Ryzen crashing while idle

Yep i adjusted those voltages(and ram but that is separate) and set ram to 3733 with tight timings. It’s rock solid ever since i did that, windows and linux. Sometimes it was left compiling for hours on 24 threads with no problems whatsoever.

I RMA’ed my 3700X and received a new just before Christmas. While things looked promising initially, the computer crashed again shortly after logging into Windows. I haven’t had any problems with Linux yet. MSI has released a beta bios update for my motherboard. I may try that in the meantime.

Nvm, the beta bios is far too buggy right now.

I do have to wonder though about my power supply. I’ve only had it for a few years, but it is an older model. It’s a Antec HCP 1000W Platinum. Would it being old matter? Also, would it matter if the CPU cable is plugged into the 12v1 slot as opposed to the 12v2, 12v3, or 12v4? I really know next to nothing about power supplies.

Almost certainly the psu. I had an old antec with the racing stripe and it was just unusable even with first gen ryzen.

Wonderful. Well, hopefully that’ll be an easy enough fix.

Alright, I replaced the psu and it happened again. Motherboard maybe? I could also try reinstalling the os. Beyond that, idk what to do.

idle current still set for typical not low?

and what kernel version?

The idle current is set to auto and the kernel version is 5.9.11-3

set to typical not auto, auto is low on almost all boards.

what psu is the new psu, and date of manufacture?

Ok. It’s a RM850x 2018. The model number is CP-9020180-NA.

EDIT: Just crashed again after setting the idle current to typical.

2 Likes

hmmm disconcerting
try disabling c states?

I’ve tried it before, but it didn’t seem to make much of a difference. That WAS before the psu replacement though, so I’ll try again.

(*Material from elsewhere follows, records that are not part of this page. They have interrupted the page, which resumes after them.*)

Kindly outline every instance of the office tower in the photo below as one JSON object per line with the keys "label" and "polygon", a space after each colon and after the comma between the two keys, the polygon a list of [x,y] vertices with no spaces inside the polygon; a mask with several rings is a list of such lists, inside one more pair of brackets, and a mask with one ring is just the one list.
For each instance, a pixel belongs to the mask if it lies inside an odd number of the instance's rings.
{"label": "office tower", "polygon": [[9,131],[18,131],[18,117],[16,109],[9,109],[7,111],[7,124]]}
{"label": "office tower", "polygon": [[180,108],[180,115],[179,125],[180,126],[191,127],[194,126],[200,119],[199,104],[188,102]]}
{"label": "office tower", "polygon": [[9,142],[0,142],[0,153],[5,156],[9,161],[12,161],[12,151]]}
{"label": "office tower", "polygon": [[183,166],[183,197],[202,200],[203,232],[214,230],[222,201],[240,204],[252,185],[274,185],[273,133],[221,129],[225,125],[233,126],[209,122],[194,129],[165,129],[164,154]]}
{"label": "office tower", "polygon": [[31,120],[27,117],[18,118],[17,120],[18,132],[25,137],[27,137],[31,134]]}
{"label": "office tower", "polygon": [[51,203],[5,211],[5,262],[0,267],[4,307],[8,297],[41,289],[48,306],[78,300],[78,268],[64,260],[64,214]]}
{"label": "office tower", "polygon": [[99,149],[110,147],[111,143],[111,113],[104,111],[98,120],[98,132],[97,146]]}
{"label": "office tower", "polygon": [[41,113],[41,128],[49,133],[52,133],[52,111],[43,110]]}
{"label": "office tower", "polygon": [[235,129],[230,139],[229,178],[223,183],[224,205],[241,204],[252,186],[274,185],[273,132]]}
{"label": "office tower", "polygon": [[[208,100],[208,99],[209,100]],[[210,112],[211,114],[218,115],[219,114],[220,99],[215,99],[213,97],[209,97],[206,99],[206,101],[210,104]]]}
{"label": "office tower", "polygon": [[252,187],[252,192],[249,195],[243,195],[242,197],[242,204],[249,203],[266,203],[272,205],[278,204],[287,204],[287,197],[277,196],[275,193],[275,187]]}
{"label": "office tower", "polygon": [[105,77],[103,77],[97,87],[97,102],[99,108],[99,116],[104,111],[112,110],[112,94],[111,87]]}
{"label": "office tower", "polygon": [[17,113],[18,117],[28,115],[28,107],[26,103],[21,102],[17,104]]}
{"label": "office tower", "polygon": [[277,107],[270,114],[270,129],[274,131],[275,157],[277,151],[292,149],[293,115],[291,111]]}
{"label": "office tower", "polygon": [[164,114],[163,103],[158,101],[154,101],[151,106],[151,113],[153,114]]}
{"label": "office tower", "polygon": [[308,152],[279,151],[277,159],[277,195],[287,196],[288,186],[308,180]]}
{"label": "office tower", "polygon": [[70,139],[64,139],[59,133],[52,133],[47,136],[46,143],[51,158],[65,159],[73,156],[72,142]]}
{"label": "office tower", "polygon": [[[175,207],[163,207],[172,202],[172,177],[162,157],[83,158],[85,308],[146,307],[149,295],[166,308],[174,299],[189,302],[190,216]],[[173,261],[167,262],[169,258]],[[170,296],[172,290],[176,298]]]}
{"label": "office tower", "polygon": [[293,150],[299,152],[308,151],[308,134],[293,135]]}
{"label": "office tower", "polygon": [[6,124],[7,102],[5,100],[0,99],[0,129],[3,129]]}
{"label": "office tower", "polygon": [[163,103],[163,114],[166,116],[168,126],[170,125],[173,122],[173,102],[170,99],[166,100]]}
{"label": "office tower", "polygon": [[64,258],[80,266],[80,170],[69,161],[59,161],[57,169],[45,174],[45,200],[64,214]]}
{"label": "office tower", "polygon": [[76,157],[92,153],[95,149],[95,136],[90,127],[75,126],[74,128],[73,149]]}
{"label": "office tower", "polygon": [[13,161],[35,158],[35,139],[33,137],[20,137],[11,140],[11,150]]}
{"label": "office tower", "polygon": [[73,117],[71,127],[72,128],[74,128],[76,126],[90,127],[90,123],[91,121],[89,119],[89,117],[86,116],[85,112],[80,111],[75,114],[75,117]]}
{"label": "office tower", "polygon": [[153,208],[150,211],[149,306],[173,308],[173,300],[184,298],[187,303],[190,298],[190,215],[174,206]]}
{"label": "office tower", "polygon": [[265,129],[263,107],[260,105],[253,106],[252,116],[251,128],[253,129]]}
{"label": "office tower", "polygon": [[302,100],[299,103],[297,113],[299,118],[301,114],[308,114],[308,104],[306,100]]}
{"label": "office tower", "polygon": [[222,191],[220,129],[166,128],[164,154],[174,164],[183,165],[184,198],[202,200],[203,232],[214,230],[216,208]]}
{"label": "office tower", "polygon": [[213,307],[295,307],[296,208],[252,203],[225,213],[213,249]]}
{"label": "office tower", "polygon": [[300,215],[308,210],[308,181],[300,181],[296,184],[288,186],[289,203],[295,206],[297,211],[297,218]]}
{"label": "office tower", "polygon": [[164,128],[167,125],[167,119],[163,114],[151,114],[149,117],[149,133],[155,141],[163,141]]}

I’ve been trying all the things I can find in other topics across bugzilla, reddit etc, but nothing worked so far, except disabling SMT. This is right now 100% issue free configuration. Ran it for 4 days without a single reboot, ran it another 1-2 days after enabling SMT, but then issue cam back, switched it back off and now running for 2 days again without a single reboot, so I guess it narrows it down… .UPD: as I was writing it, I’ve got my reboot…so I guess there is no configuration when it works now…I don’t know what those 6 days over Christmas was, I guess I got lucky?
After some conversation with AMD support they asked to open an RMA, but I don’t think that new CPU will fix it, because there are bunch of new people just getting their 5000 series with this exact problem.
Fedora is testing 5.10 kernel next week, but as far as I can tell this is not of any improvement.

I think I’ll try to swap CPU between my machine and my wife’s, they are almost identical, except for the GPU (nVidia RTX 3070 in hers and RX 5700XT in mine and the CPUs 5800X vs 5900X in mine). Hers is running stable from day 1 (I’ve built both machines on a same day), so that would be a great test to isolate the problem.

@wendell Alright, just crashed again. Had c-states disabled in both the bios and through zenstates.py. > Dec 29 12:23:21 Compy-3700X kernel: mce: [Hardware Error]: Machine check events logged

Dec 29 12:23:21 Compy-3700X kernel: mce: [Hardware Error]: CPU 1: Machine Check: 0 Bank 5: bea0000000000108
Dec 29 12:23:21 Compy-3700X kernel: mce: [Hardware Error]: TSC 0 ADDR 7fed6dbdea40 MISC d012000100000000 SYND 4d000000 IPID 500b000000000
Dec 29 12:23:21 Compy-3700X kernel: mce: [Hardware Error]: PROCESSOR 2:870f10 TIME 1609262595 SOCKET 0 APIC 2 microcode 8701021

@agurenko What motherboard do you have? Also, is yours and your wife’s ram on the ryzen compatible list?

We’re using MSI X570 Tomahawk Wifi with latest (beta) BIOS - 7C84v151. Our memory is technically not on that list for 2 reasons:

  1. There are no Ryzen 5000 compatibility in this list at all :slight_smile:
  2. There is almost our memory module, but not quite: Ours is G.Skill F4-3600C16D-32GTZRC and there is a F4-3600C16D-32GTZNC no idea what is the difference between RC and NC

That makes sense. It’s also probably not a memory incompatibility if you both have the same cpu and memory, but her’s works and yours doesn’t.

Well, she has 5800X and I have 5900X, but given that most people (I guess) don’t have this problem, is either combination of factors or a bad cpu sample.

BTW, can you try SMT off for a few days to see if that helps in any way?

This is going to sound weird but… turn xmp off? And let’s see … leave c states off as well.

Look for gear down mode in your memory settings and disable that.

If that’s stable let’s only re enable xmp

@wendell I disabled xmp, but I don’t see anything resembling a ‘gear down mode’. Doesn’t mean it’s not there, I just can’t find it.

@agurenko I’ll try that if disabling xmp fails.